Sunday, July 11, 2010
The Layers of NYC
Yesterday, I spent the day touring New York City. I saw many interesting bits of urbanism, from the World Trade Center construction site (which, after years of delays, is finally being reconstructed) to the High Line (an old raised urban railroad that has now been turned into a spectacular park/public space).
New York City is a place like no other, especially in the context of America. Its density and population is unrivaled by any other urban area in these United States. It's transit system is not only extensive, but it is also used by a majority of the population. The city has recently received positive attention from the urban planning world as a result of the new planning director in NYC Janette Sadik-Khan. Her new policies on creating bike friendly and pedestrian friendly infrastructure have caught the eye of planners across the globe.

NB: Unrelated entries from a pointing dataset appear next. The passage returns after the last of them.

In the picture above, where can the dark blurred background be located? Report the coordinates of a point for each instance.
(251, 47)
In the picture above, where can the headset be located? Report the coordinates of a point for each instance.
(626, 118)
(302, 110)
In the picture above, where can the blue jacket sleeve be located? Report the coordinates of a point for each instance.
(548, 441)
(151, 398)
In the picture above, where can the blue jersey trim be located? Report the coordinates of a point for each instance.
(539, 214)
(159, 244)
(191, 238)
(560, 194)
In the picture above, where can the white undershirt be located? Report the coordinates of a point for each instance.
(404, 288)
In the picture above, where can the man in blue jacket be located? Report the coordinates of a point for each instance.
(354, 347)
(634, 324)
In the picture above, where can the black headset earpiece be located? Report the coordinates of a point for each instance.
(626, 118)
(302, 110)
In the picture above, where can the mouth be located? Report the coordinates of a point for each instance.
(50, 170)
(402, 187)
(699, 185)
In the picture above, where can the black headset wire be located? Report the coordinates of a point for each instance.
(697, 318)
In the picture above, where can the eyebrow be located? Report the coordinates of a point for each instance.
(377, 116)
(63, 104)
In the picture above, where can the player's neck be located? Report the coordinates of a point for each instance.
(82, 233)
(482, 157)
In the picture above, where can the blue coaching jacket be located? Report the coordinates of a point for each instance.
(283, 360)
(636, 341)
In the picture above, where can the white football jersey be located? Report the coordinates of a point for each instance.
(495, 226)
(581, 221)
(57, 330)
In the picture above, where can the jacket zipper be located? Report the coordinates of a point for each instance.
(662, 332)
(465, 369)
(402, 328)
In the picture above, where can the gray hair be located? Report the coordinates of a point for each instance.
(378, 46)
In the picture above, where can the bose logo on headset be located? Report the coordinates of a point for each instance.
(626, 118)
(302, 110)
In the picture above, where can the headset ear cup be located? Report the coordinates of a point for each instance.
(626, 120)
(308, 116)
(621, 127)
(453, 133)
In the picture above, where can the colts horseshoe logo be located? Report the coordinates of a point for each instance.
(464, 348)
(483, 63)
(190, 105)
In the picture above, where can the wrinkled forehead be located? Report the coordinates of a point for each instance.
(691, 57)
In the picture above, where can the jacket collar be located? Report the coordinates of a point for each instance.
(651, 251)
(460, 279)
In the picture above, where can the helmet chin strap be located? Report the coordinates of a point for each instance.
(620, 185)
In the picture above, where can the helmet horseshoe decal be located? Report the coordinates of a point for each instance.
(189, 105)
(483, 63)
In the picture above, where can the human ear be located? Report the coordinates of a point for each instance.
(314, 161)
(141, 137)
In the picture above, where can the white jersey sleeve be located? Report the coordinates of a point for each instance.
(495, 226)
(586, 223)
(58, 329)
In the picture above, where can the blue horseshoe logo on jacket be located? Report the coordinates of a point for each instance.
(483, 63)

When I visit places like NYC, I try to figure out what exactly makes the city such an interesting and desirable place, both to live in and to visit. Parts of the answer may be obvious (such as Central Park), but some aspects of the city seem like true turn-offs. The streets are filled with speeding, stinky cars. The subway stations are old, dirty and hot. The traffic is terrible, and it is almost impossible to find one peaceful, quiet spot in the entire city.
So why go?
For people who live there, the simple answer might be employment. But in my opinion, time is the thing that truly makes this place fascinating.

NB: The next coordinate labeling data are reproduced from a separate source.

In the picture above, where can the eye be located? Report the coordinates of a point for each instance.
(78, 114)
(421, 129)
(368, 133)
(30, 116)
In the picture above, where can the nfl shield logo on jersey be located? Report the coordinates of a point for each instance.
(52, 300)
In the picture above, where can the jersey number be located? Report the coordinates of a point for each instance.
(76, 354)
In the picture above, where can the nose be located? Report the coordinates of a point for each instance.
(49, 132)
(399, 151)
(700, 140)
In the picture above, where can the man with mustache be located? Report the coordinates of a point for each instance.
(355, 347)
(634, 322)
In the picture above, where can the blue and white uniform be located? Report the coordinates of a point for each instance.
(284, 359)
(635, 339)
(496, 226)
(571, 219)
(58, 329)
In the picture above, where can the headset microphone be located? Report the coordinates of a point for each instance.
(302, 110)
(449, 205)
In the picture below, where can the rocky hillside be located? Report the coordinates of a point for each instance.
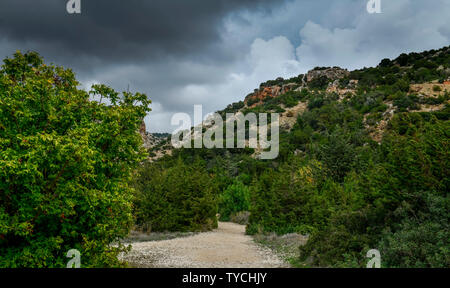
(412, 82)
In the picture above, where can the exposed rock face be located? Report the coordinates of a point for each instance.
(263, 92)
(333, 74)
(274, 91)
(149, 140)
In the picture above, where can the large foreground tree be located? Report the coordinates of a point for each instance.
(65, 165)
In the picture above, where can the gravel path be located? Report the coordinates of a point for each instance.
(225, 247)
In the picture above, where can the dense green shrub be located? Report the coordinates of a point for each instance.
(180, 197)
(65, 163)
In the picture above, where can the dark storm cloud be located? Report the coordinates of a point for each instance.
(120, 30)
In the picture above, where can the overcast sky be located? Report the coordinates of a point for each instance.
(215, 52)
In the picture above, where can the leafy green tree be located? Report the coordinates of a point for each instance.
(236, 198)
(65, 163)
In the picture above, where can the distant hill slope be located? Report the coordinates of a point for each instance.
(411, 82)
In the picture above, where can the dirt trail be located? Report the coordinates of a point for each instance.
(225, 247)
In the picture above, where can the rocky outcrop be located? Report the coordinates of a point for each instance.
(149, 139)
(262, 93)
(332, 74)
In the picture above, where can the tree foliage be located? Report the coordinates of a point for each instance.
(65, 164)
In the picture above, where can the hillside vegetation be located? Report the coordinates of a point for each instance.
(363, 165)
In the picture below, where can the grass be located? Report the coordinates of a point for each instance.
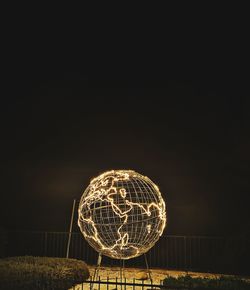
(221, 283)
(26, 272)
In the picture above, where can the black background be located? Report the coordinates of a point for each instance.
(172, 107)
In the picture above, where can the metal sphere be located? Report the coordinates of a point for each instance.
(122, 214)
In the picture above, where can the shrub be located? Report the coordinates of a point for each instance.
(222, 283)
(21, 273)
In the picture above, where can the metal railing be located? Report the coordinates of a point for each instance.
(188, 253)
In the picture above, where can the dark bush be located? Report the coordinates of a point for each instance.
(222, 283)
(21, 273)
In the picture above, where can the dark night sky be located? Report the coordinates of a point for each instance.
(180, 120)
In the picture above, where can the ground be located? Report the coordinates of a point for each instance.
(130, 273)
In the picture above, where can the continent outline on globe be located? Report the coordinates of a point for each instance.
(122, 214)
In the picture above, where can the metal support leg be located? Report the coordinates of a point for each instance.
(97, 268)
(148, 270)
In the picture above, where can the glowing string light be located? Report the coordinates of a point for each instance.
(122, 214)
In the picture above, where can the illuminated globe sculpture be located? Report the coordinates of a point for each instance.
(122, 214)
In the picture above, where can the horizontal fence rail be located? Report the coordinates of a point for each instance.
(188, 253)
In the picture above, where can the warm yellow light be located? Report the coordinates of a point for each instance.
(122, 214)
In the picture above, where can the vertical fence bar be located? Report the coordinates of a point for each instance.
(70, 228)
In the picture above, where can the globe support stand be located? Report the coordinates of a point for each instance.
(97, 268)
(148, 270)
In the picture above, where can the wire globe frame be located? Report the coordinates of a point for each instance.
(122, 214)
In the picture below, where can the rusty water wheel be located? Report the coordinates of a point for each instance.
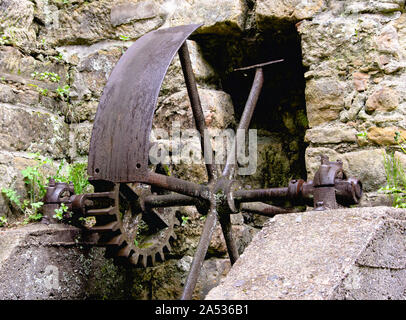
(131, 234)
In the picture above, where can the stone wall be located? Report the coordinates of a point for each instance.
(343, 75)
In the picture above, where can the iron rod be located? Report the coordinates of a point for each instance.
(226, 227)
(264, 209)
(258, 65)
(200, 254)
(260, 194)
(245, 120)
(168, 200)
(178, 185)
(197, 109)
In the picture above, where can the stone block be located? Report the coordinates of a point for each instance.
(32, 131)
(384, 136)
(40, 262)
(341, 254)
(223, 17)
(384, 99)
(293, 10)
(324, 100)
(366, 165)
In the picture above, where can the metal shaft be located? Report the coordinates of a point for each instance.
(178, 185)
(260, 194)
(200, 254)
(197, 109)
(245, 120)
(264, 209)
(226, 227)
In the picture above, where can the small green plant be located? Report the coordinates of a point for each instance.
(43, 91)
(60, 211)
(124, 38)
(3, 222)
(185, 219)
(59, 57)
(51, 76)
(362, 134)
(4, 40)
(36, 182)
(63, 92)
(395, 176)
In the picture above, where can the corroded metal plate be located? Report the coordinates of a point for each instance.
(120, 139)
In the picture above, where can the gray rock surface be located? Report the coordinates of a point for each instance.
(39, 262)
(357, 253)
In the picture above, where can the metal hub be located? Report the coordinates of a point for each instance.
(135, 222)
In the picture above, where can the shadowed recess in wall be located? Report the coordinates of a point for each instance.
(280, 115)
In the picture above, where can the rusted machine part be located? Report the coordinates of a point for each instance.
(229, 168)
(56, 194)
(200, 254)
(197, 109)
(264, 209)
(118, 163)
(331, 185)
(119, 145)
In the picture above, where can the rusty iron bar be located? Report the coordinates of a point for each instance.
(197, 109)
(200, 254)
(264, 209)
(229, 168)
(226, 227)
(178, 185)
(245, 120)
(259, 65)
(169, 200)
(260, 194)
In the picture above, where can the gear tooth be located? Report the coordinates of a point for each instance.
(161, 254)
(173, 235)
(144, 261)
(134, 258)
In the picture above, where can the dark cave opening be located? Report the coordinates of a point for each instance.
(280, 115)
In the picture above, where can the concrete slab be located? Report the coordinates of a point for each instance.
(357, 253)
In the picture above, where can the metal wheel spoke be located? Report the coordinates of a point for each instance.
(264, 209)
(226, 227)
(197, 110)
(229, 169)
(200, 254)
(178, 185)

Since people have been living on this little island for such a long time, layers and layers of culture, history and urbanism have been created over time. One could walk for 3 blocks and hear 20 different languages, We were sung to by an African-American trio on the subway (they were pretty talented). There were 4 different bands playing at one single relatively small park we visited (Washington Square Park).
This kind of culture can not be created overnight.

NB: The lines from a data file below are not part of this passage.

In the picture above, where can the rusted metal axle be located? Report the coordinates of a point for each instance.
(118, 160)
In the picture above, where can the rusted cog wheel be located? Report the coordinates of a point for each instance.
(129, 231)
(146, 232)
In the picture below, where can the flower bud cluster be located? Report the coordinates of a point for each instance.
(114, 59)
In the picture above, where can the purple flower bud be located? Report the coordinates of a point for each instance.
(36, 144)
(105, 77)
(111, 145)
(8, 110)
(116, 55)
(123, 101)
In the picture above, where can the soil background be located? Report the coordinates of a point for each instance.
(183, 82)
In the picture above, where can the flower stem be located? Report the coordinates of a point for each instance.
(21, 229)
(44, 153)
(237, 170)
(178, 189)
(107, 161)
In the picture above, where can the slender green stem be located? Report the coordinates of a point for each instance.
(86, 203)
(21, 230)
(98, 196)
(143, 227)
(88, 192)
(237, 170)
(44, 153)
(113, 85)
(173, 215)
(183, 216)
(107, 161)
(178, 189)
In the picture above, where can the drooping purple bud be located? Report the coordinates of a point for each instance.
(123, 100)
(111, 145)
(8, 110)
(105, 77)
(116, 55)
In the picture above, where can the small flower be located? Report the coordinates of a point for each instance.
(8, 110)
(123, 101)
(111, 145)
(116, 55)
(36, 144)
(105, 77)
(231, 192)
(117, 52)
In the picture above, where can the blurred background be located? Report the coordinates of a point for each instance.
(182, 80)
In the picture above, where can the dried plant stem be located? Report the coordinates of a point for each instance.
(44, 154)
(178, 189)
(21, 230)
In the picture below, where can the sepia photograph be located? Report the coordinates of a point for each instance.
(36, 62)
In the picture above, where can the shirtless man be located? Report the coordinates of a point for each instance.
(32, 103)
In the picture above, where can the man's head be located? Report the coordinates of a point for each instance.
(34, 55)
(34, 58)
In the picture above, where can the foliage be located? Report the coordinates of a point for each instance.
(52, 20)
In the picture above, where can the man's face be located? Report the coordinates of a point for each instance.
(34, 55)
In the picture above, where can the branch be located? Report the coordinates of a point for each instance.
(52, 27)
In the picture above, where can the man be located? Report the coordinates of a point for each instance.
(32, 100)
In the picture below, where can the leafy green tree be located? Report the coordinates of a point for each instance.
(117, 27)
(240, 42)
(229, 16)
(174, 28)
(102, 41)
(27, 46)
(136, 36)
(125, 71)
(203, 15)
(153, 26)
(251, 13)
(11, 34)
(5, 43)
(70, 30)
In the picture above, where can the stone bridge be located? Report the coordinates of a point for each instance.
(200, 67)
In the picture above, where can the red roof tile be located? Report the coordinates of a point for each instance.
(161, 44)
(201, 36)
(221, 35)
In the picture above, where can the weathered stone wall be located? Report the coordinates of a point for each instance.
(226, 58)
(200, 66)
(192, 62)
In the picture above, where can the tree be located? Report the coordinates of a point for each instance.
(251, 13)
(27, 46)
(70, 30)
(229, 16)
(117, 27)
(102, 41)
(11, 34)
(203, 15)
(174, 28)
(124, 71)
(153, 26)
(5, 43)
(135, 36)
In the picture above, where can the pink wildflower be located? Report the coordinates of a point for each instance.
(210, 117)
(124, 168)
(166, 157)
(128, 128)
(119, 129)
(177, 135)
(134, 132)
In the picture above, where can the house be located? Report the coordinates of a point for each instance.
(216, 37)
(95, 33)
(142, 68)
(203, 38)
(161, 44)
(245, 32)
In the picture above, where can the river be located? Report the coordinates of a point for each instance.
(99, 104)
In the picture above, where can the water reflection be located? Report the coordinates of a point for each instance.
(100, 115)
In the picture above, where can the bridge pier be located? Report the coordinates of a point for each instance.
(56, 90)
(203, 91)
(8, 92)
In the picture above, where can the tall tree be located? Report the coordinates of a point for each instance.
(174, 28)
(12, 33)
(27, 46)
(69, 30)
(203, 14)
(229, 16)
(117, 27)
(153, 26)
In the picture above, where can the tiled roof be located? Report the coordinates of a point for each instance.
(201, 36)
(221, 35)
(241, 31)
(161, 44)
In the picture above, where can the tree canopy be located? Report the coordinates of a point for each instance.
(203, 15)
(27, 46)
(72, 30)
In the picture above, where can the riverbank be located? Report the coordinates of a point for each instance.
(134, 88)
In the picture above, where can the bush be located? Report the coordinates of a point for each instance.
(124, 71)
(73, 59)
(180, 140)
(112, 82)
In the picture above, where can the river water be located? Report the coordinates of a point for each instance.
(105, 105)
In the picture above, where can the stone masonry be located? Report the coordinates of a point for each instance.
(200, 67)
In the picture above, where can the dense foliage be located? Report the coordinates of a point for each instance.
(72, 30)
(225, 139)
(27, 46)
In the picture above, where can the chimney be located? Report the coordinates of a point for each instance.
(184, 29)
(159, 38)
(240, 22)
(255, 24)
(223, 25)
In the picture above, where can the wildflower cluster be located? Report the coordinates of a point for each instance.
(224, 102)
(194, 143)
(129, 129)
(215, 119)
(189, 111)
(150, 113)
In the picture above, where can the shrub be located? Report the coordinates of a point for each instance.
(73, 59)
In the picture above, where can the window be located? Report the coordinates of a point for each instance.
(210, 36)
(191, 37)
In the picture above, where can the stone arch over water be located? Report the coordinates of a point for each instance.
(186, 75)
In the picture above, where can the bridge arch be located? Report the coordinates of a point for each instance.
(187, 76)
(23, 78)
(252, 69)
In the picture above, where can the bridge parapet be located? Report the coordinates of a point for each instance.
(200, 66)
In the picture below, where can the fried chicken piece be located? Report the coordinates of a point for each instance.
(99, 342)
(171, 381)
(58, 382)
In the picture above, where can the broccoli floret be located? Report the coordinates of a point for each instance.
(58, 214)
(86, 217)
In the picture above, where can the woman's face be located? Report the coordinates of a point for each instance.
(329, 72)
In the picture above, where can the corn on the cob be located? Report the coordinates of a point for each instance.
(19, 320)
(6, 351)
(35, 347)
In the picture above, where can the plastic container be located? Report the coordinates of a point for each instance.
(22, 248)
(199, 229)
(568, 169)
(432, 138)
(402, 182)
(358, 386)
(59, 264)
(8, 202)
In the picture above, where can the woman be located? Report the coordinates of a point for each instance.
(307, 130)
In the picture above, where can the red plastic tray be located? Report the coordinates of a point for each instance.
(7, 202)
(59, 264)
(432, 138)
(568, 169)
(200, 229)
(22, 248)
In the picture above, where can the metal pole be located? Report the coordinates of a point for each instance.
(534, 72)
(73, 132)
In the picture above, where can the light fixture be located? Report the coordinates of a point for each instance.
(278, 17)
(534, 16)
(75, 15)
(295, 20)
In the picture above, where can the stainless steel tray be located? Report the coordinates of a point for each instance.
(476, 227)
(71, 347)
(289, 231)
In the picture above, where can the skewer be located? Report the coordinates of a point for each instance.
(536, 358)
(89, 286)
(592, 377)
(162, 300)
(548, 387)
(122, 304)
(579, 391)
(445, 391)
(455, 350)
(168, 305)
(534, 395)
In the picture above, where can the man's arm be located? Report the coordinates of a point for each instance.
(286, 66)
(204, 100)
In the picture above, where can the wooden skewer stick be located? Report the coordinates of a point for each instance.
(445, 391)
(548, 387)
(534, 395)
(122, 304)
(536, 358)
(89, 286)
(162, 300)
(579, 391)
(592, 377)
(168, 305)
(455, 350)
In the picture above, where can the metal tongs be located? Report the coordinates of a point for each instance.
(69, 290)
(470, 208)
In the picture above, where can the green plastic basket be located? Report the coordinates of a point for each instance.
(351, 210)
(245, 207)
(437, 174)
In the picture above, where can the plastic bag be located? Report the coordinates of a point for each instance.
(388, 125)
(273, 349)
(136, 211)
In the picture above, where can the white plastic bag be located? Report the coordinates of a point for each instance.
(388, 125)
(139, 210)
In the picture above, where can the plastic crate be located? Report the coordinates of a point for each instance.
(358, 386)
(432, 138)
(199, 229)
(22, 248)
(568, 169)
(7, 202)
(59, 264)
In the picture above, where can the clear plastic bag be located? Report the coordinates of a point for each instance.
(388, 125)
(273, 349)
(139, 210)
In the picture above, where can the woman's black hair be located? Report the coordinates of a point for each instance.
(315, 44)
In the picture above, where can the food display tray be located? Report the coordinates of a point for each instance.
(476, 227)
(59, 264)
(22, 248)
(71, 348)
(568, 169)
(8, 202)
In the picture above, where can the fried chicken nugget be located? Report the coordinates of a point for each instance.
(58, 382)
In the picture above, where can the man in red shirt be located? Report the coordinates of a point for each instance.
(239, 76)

The people who argue about the urban/surburban divide never touch on the issue of time. Cities are usually more interesting places than suburbs simply because the cities have existed for a longer amount of time.
Mix of use is also incredibly crucial. When buildings have a mix of uses (basically residential + anything else) they allow people more options about where they live and work. This allows for a variety of transportation options: walking, biking, roller-blading, skateboarding, bus riding, train riding or even automobile driving. People are always clamoring for more options in life; auto dependent development does NOT provide many options.
Overall, time has led to the creation of city filled with layers. It has layers of culture and layers of infrastructure. It is an organically growing place with constant movement and evolution. Some call it the City that Never Sleeps. What allows the city to stay awake all night?
One important aspect of that is the 24/7 subway network. When you have a transportation network running all day and all night, people will use it all day and all night. This is especially true in a city such as NYC, which has high density and a robust diverse economy.
How can we create incredible places such as NYC? Time is one very important ingredient.
A great public transportation network also helps.